The code for the Subformer, from the EMNLP 2021 Findings paper: "Subformer: Exploring Weight Sharing for Parameter Efficiency in Generative Transformers", by Machel Reid, Edison Marrese-Taylor, and Yutaka Matsuo

Overview

Subformer

This repository contains the code for the Subformer. To help overcome this we propose the Subformer, allowing us to retain performance while reducing parameters in generative Transformers from 25% ~ 70%. The Subformer consists of the following two techniques:

  1. Sandwich-style parameter sharing, in which we share all the layers in a block except the first and last. This allows us the use the central shared layers --"sandwich module" -- as a large representation learner (similar to BERT vs ALBERT) while the input and output model layers are able to focus on more specific representations for token prediction/generation while maintaining performance.
  2. For our sequence to sequence tasks, we also introduce SAFE (self-attentive factorized embeddings), which help us reduce embedding parameters significantly, while still retaining performance.
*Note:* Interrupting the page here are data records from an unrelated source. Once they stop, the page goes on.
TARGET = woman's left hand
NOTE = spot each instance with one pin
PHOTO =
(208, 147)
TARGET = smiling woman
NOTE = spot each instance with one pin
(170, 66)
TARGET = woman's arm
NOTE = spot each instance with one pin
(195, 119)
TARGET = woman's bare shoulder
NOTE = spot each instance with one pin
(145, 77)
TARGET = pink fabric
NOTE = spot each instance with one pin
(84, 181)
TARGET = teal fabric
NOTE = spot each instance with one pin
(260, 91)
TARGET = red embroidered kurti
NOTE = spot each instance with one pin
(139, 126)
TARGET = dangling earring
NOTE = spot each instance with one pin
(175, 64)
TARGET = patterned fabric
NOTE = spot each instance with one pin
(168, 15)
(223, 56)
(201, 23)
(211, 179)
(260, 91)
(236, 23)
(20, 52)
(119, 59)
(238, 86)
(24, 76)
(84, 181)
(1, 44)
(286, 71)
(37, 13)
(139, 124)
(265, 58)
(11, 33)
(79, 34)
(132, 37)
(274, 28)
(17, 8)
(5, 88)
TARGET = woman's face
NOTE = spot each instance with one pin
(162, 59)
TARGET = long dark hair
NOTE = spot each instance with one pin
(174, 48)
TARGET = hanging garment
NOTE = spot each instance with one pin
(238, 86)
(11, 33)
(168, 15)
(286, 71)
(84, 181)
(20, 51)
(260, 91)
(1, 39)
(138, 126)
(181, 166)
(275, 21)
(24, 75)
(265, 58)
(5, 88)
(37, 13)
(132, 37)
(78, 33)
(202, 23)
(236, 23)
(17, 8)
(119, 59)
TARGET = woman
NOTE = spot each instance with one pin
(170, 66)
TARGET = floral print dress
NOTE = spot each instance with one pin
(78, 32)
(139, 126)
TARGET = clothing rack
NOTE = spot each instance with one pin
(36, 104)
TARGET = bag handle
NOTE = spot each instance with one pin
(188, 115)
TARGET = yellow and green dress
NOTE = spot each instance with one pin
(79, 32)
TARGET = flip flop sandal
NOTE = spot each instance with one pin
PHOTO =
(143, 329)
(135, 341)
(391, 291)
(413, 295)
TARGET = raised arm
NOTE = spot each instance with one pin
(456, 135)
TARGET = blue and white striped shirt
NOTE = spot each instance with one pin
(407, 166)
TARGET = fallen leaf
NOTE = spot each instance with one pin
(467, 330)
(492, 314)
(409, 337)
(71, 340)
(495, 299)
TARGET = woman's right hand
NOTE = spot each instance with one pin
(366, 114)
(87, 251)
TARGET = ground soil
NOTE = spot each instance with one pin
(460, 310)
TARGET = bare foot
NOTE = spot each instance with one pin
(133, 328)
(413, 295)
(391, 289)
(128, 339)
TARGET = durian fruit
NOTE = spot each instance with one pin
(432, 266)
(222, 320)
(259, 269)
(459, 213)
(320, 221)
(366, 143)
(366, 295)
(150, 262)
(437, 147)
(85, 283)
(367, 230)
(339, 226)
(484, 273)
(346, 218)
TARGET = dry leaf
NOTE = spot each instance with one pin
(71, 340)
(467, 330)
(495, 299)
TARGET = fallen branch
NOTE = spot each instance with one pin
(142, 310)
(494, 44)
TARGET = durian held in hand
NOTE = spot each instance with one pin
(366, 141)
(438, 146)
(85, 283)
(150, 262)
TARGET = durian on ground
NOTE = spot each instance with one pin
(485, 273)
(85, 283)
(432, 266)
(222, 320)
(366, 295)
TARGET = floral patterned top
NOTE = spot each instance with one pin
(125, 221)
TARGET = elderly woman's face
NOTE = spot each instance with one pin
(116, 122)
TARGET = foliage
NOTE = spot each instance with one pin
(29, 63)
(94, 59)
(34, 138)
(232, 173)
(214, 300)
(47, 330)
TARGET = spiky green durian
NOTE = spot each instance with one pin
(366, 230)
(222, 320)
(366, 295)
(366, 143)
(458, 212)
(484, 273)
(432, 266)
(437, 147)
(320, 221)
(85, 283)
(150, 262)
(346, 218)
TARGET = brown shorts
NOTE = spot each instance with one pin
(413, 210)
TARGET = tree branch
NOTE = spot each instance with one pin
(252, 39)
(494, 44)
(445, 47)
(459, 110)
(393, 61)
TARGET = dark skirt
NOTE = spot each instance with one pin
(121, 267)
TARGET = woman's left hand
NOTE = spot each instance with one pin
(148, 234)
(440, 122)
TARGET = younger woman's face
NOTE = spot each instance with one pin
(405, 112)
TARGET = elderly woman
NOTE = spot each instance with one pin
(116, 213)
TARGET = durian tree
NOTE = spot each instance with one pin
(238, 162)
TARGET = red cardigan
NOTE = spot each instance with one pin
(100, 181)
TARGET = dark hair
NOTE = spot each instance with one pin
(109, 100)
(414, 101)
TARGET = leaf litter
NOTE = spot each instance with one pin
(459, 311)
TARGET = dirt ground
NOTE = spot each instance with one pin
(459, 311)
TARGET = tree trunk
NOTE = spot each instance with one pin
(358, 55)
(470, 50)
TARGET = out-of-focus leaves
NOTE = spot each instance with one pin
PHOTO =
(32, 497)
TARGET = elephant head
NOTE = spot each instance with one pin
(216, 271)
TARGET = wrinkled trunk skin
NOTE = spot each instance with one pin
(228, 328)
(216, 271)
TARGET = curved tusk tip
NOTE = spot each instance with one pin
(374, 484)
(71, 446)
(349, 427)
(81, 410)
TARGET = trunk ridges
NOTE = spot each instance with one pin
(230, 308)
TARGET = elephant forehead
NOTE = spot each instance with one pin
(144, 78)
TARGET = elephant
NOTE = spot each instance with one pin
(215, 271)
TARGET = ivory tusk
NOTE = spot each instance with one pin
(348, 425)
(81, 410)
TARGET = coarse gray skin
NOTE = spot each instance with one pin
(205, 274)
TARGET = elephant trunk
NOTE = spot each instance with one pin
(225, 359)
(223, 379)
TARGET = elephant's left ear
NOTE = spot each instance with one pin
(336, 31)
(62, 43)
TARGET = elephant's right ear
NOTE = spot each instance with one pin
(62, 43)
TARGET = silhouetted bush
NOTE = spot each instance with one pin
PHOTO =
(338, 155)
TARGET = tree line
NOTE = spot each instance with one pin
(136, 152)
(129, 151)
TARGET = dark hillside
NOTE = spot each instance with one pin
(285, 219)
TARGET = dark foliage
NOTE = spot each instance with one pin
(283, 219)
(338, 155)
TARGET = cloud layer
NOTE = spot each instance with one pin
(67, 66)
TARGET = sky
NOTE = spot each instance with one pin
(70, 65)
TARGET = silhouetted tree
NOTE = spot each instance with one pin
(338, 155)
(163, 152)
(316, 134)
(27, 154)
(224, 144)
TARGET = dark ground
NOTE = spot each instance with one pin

If you used this code or found our work useful, please cite:

@inproceedings{reid2021subformer,
    title = {{S}ubformer: {E}xploring {W}eight {S}haring for {P}arameter {E}fficiency in {G}enerative {T}ransformers},
    author = {Machel Reid and Edison Marrese-Taylor and Yutaka Matsuo},
    booktitle = "Findings of the Association for Computational Linguistics: EMNLP 2021",
    month = nov,
    year = "2021",
    address = "Punta Cana, Dominican Republic",
    publisher = "Association for Computational Linguistics",
}

Requirements and Installation

(As this code is based on fairseq, some installation instructions are taken straight from their README)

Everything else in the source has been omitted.